“The deals reached by National Cabinet today on energy price caps, and yesterday by Energy Ministers on an electricity capacity mechanism, are far from perfect but on balance they are likely to help energy users in the near term and for years to come,” Innes Willox, Chief Executive of national employer association Ai Group, said today.
“Soaring prices for coal and gas, driven by the war in Ukraine, have been threatening intense pain for businesses and households across Eastern Australia. All the response options had shortcomings, but something effective needed to be done.
“The coal and gas price caps agreed today are not a long term or preferable solution. They will be messy to implement and it would be better if we were not still so vulnerable to gyrations in these global fuel markets. But they look likely to be very helpful in dampening the immediate economic pain of this global energy crisis. Caps will need to phase out as soon as they can, depending on the evolving situation in global energy markets and Australia’s progress in speeding our supply and demand-side energy transitions.

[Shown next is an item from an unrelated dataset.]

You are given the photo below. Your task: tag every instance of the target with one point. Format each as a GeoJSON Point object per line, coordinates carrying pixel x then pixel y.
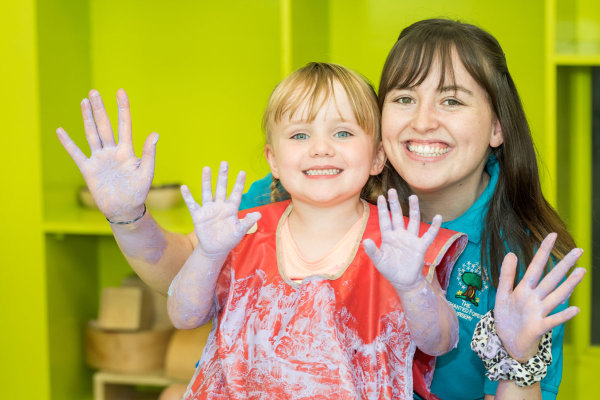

“Yesterday’s in-principle agreement to a Capacity Investment Scheme for the National Electricity Market looks to be a useful part of that longer-term strategy. Phasing down coal generation will reduce our exposure to coal prices but we need to ensure that new capacity comes on line in good time – and that we can manage the variability of the renewables that will soon dominate electricity supply. The CIS agreed in principle will help ensure we get the investment required.
“There is a lot to digest from these announcements. We’ll be consulting our members on Monday and feeding into the next phase of design on the CIS. At this early stage, however, we are relieved that Australia’s governments have listened to industry, accepted the reality of this crisis, and are working together to respond effectively,” Mr Willox said.